2013 Fiscal Year Research-status Report
プロダクトライフサイクルおよび新旧製品への選好に注目した経済成長理論と厚生分析
Project/Area Number |
23730182
|
Research Institution | Tohoku University |
Principal Investigator |
堀井 亮 東北大学, 経済学研究科(研究院), 教授 (90324855)
|
Keywords | 経済成長 / 研究開発 / プロダクトライフサイクル |
Research Abstract |
本年度は4年間のプロジェクトの3年目に当たるが、それまでの研究を受け、査読つき国際学術雑誌に2本の関連する論文が掲載された。Macroeconomic Dynamicsに掲載された論文" Financial infrastructure, technological shift, and inequality in economic development”においては、金融インフラストラクチャーが整備されるに伴い、新技術採用に必要な大きな資金調達が可能になり、技術転換が発生するプロセスを分析した。本研究プロジェクトは、新しいプロダクトの出現、およびそれによる旧プロダクトの衰退に注目しているが、上記論文の結果は金融インフラストラクチャーが、新技術採用を通じてプロダクト入れ替わりを促進することを示唆する結果であることから、本プロジェクトにとって重要な結果であったといえる。 また、Oxford Economic Papersに掲載された論文“Timing of Childbirth, Capital Accumulation, and Economic Welfare”においては、近年日本を含む先進国において顕著な晩婚化、およびそれによる少子化が、経済成長プロセスにどのような影響を与えるか、特に資本蓄積と厚生に注目して研究したものである。世代重複モデルを用いた分析において、晩婚化がその後長期において世代構成を変化させ、循環的な変動を生むことが示された。世代構成の変化は消費者の財需要パターン、特にどのようなプロダクトを好むかにも影響を与えると考えられることから、プロダクトサイクルの変遷にも影響を与えると考えられる。 さらに、経済成長と環境の関連を包括的に論じた論文”Environment and Growth”および、その邦訳版である「環境と経済成長」を執筆し、それぞれディスカッションペーパーとした。これらは、次年度以降それぞれHandbookおよび学術雑誌において出版される見込みである。
|
Current Status of Research Progress |
Current Status of Research Progress
2: Research has progressed on the whole more than it was originally planned.
Reason
査読つき国際雑誌への2本の論文出版を含め、順調に研究成果が出ているといえる。
|
Strategy for Future Research Activity |
最終年度である次年度は、研究論文の完成および、その成果発信に力を入れたいと考えている。
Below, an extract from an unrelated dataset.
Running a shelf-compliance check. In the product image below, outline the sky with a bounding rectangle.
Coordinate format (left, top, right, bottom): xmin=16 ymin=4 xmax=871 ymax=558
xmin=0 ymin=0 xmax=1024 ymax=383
とくに、本研究課題における経済成長の仮説はその新規性故に従来理論と乖離が大きく、学術界において受け入れられるためには、海外(特にアメリカ・欧州)における理解を得ることが非常に重要である。そのために、積極的に海外をを訪れ、研究発表や、当該分野における有力研究者とのディスカッションを行いたい。
|
Expenditure Plans for the Next FY Research Funding |
昨年度、本プロジェクト科研費を用いて、海外での研究報告および研究交流を予定していたが、別途文部科学省の研究大学強化促進事業による学内公募に採択されたため、上記資金を用いて欧州における滞在研究・成果の中間報告を行うことができた。そのため、次年度には当初予定以上の繰り越しをすることが可能になった。 次年度の研究推進方策の項で述べたとおり、本プロジェクトの成果を大きなものにし、さらなる飛躍を目指すためには、海外、特にアメリカ・欧州における本研究に対する認知と理解を醸成することが重要である。本年度は別途資金により欧州における中間成果報告・ディスカッション・滞在研究ができたので、最終年度である次年度は上記繰り越し金額を有効に用いて主にアメリカにおける成果発信・ディスカッション・滞在研究を行いたい。